Diagnosis or pregnancy outcome
In all, 43% (n=19) of the mothers had a complete abortion, whereas the remaining 29.5% (n=13), 18.2% (n=8), 4.6% (n=2) and 4.6% (n=2), were diagnosed as cases of incomplete abortion, missed abortion, threatened abortion and stillbirth (one preterm and one full-term), respectively. The study findings showed no significant association between age and the current miscarriage/abortion (Table 4).
Table 4
Variable | Yes | No | p* |
---|---|---|---|
n (%) | n (%) | ||
Age (years) | |||
<30 | 12 (57.1) | 9 (42.9) | 0.133 |
>30 | 18 (78.3) | 5 (21.7) | |
Total | 30 (68.2) | 14 (31.8) |
DISCUSSION
The study included 44 mothers who were admitted at Orotta maternity national referral and teaching hospital. The mothers who participated in the study had different obstetric histories of pregnancies from primigravida to a multigravida of seven. In our study, the incidence of miscarriage was found to be: 2.3% for those aged <20 years; 22.7% aged 20-24 years; 22.7% aged 25-29 years; 31.85% aged 30-34 years; and 20.5% aged 35-39 years. These results are similar to those of a study6 that reported the following incidences of miscarriage: 14.81% for 15-19 years; 49.38% for 20-24 years; 24.69% for 25-29 years, and 11.1% for 30-34 years6.
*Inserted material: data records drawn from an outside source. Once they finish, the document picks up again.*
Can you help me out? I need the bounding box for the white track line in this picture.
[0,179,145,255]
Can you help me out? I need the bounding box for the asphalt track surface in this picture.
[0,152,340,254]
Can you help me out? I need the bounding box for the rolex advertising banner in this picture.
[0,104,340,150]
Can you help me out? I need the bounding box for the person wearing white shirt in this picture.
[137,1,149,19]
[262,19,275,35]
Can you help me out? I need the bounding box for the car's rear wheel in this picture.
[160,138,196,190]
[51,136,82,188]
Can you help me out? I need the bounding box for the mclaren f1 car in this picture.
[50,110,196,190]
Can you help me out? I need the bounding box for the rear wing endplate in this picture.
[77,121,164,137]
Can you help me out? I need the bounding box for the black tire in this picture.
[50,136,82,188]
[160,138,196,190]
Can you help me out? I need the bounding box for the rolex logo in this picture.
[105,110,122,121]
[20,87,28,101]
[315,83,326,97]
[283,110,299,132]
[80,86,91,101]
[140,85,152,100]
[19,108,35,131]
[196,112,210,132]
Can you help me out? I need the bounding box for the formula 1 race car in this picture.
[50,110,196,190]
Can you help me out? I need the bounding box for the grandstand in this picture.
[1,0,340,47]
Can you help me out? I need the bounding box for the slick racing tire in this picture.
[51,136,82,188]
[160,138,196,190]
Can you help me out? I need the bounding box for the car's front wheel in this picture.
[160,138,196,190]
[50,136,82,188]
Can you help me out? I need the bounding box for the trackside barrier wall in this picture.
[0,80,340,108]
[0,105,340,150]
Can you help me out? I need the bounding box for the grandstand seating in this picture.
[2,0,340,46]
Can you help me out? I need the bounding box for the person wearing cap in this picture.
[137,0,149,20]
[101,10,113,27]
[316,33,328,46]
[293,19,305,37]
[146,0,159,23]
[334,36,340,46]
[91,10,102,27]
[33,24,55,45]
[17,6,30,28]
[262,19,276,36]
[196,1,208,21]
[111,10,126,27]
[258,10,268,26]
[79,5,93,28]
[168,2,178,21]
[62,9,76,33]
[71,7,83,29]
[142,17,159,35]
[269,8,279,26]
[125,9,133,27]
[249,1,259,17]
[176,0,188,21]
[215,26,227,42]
Toxoplasma gondii, HIV, rubella, cytomegalovirus and herpes simplex are the known causes of infections for a fetus and loss/termination of pregnancy. In Eritrea, no study to date has evaluated the seroprevalence of TORCH in women with spontaneous abortion or stillbirth. This study indicates a very low prevalence of Toxoplasma gondii, HIV, rubella, cytomegalovirus and herpes simplex IgG antibodies in women who had a miscarriage of a recent pregnancy (complete, incomplete, missed and/or threatening abortion) or stillbirth (pre-term or full-term). All of the 44 mothers with pregnancy loss, who were tested for the four IgG antibodies, were found to have a 0% IgG seropositivity for Toxoplasma gondii, HIV and herpes simplex. In our study, only two mothers were found to be IgG seropositive; one for rubella and another for cytomegalovirus. The present study results are similar to those of studies in India, Turkey and Iraq, but the IgG seropositivity is found to be lower compared to the other studies7-10. These lower results may be attributed to the life style of Eritrean women, like consumption of properly heated and cooked food, and less contact with domestic animals. We found the prevalence of TORCH IgG to be much lower compared to the results of studies that were conducted in Saudi Arabia, India and Turkey3-6,11,12.
While the study was performed on a small sample size, the unique population and setting provide an interesting insight into TORCH in Eritrea. Despite the above, we recommend a countrywide survey among pregnant women who attend ANC during pregnancy.